We’re living in exciting times, ones calling for far-sighted programs and new ideas. Instead, Mr Barnett appears to have opted for something resembling sleepwalking.
Sleepwalkers, he should be told, tend to trip, stumble and fall.
His government’s somnambulism is understandably not impressing people.
State Scene can only find one imaginative policy launched over the past 17 months; the move to begin transforming education department controlled schools into independent public institutions.
This was not only farsighted but a brave and worthwhile initiative, one stemming from considerable work and idealism by Mr Barnett’s energy minister, Peter Collier, who aspired to the job of education minister.
At the other end of the spectrum, a case of a dismal unimaginative policy is Mr Barnett’s announcement that the Swan River at Perth CBD’s foreshore doorstep is to be excavated to construct a phoney waterfront.
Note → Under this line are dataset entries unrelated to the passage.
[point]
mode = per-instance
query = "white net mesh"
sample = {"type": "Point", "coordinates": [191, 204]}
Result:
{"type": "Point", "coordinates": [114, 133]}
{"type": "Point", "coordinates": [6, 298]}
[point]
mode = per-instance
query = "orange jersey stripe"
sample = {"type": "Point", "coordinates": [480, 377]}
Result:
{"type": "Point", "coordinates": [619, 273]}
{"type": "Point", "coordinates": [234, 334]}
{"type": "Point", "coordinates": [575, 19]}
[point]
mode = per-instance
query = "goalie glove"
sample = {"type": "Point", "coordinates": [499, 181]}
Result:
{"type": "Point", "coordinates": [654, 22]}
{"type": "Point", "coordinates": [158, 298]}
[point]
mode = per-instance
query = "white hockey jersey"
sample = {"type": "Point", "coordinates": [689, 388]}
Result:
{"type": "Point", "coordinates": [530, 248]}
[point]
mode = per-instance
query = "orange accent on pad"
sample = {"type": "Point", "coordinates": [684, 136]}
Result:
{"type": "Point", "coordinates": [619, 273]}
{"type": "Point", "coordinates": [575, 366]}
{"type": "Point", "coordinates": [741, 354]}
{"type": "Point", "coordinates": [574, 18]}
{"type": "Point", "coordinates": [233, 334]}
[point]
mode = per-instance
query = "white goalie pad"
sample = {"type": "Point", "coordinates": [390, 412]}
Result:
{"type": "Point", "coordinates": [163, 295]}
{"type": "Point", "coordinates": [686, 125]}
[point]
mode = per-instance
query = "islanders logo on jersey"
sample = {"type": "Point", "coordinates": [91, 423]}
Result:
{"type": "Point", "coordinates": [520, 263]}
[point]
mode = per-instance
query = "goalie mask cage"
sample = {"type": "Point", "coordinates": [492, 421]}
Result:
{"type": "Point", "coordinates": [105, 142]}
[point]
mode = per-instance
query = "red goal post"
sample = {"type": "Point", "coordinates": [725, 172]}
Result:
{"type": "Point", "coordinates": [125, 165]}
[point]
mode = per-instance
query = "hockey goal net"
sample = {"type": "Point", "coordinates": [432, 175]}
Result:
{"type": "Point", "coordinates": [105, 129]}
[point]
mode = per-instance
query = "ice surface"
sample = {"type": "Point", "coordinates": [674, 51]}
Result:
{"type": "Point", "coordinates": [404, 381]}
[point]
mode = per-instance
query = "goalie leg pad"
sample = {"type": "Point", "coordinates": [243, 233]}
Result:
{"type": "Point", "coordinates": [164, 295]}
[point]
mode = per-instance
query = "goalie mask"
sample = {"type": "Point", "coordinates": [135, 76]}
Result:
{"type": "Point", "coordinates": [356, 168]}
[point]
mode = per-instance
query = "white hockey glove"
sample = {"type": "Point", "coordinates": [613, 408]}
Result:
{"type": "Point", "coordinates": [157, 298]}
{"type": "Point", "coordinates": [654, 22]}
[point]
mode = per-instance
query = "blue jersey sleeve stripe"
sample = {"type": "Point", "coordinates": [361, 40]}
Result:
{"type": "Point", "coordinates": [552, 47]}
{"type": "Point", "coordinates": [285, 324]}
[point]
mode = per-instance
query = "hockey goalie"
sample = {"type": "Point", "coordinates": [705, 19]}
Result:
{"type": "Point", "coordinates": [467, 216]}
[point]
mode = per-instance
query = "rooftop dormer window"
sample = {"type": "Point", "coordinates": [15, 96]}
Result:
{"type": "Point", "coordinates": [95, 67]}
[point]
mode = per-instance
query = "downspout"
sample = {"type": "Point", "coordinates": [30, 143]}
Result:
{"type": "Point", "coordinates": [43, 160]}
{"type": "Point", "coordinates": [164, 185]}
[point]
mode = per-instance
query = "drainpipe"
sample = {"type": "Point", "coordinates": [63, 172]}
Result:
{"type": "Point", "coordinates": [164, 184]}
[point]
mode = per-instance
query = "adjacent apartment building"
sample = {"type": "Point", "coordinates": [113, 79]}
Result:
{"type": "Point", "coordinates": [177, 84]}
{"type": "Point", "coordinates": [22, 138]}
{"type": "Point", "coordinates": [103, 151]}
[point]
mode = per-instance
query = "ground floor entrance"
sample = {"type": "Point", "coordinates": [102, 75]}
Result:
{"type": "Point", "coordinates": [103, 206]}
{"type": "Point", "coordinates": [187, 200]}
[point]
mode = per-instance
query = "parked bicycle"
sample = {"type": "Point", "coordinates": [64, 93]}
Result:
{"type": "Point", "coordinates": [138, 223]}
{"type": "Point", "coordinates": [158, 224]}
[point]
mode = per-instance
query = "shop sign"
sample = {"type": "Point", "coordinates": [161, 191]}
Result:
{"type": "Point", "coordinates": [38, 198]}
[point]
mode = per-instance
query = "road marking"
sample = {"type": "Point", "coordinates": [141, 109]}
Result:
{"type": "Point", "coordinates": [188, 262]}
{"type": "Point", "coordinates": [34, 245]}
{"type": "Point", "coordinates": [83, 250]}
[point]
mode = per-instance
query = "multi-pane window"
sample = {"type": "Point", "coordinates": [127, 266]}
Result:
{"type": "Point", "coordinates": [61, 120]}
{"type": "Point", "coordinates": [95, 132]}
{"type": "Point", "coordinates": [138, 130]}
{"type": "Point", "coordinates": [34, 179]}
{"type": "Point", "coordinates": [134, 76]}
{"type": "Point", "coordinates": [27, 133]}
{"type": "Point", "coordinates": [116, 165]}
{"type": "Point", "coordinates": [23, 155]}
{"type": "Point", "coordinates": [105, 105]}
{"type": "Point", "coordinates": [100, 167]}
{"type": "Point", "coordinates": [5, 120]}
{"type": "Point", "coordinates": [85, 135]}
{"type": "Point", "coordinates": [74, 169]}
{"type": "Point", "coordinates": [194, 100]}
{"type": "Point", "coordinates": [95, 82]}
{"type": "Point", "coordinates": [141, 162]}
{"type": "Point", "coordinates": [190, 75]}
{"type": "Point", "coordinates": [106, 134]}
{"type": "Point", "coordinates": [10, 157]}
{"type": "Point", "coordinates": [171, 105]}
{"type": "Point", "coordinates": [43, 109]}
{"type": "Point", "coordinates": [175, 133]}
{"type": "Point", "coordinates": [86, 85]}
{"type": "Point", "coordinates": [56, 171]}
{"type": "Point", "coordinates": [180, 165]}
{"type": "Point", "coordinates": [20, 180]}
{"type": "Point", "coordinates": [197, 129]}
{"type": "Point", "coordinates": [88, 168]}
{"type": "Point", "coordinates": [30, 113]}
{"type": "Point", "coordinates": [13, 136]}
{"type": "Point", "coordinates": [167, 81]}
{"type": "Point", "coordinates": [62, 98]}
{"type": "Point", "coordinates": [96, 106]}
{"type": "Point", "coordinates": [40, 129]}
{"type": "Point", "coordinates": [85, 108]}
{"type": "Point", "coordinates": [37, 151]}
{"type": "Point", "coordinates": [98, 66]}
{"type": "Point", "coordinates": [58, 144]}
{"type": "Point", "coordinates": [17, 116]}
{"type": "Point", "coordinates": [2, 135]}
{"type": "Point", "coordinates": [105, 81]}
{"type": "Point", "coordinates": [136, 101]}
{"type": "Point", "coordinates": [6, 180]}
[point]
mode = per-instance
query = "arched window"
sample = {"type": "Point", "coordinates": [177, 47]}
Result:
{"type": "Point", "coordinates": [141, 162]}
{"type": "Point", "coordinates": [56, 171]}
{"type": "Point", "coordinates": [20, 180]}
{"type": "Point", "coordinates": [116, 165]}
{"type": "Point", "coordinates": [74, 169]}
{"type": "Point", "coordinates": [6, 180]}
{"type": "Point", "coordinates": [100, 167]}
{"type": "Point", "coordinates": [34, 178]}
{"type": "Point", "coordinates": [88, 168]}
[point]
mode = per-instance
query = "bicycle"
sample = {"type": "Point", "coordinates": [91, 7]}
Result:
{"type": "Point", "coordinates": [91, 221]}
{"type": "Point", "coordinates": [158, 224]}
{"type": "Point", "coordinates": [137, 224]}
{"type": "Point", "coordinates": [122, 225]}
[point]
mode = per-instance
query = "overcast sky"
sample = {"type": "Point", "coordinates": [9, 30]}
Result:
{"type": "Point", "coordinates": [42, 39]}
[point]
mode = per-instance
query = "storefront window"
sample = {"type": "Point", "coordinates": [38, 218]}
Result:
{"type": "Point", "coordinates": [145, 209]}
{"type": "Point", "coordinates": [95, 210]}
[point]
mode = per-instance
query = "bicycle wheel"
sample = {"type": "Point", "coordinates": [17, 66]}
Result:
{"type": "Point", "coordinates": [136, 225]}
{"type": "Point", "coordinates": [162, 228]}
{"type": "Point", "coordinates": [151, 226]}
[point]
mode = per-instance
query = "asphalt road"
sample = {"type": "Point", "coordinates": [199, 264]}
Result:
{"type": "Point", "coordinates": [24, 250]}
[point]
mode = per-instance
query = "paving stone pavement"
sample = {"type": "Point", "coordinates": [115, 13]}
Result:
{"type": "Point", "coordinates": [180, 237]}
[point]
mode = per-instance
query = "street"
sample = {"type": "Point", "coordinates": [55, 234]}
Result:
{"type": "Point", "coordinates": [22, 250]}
Not only is that a straight lift from the unimaginative sleepwalking Carpenter government, but it will be enormously expensive and is unnecessary; money wantonly wasted.
Just because other cities have gone waterfront development crazy doesn’t mean Perth must.
Those hundreds of millions of dollars could be spent on construction of a long-needed network of bridges across the Perth metropolitan area’s growing number of major arterial intersections and railway crossings.
The Perth metropolitan area desperately needs about 100 such intersectional bridges, not an artificial intrusion into the Swan.
Why can’t Mr Barnett and his ministers see this?
Come on Mr Barnett, stop the somnambulism.
Spring out of bed tomorrow, put on a big smile, don your thinking cap, and start giving heavily taxed Western Australians imaginative governance.
If you don’t, you’ll go down the Carpenter path in about 36 months.
The only person Mr Barnett appears to be pleasing at the moment is opposition leader Eric Ripper, whose smile, understandably, is ever more pronounced.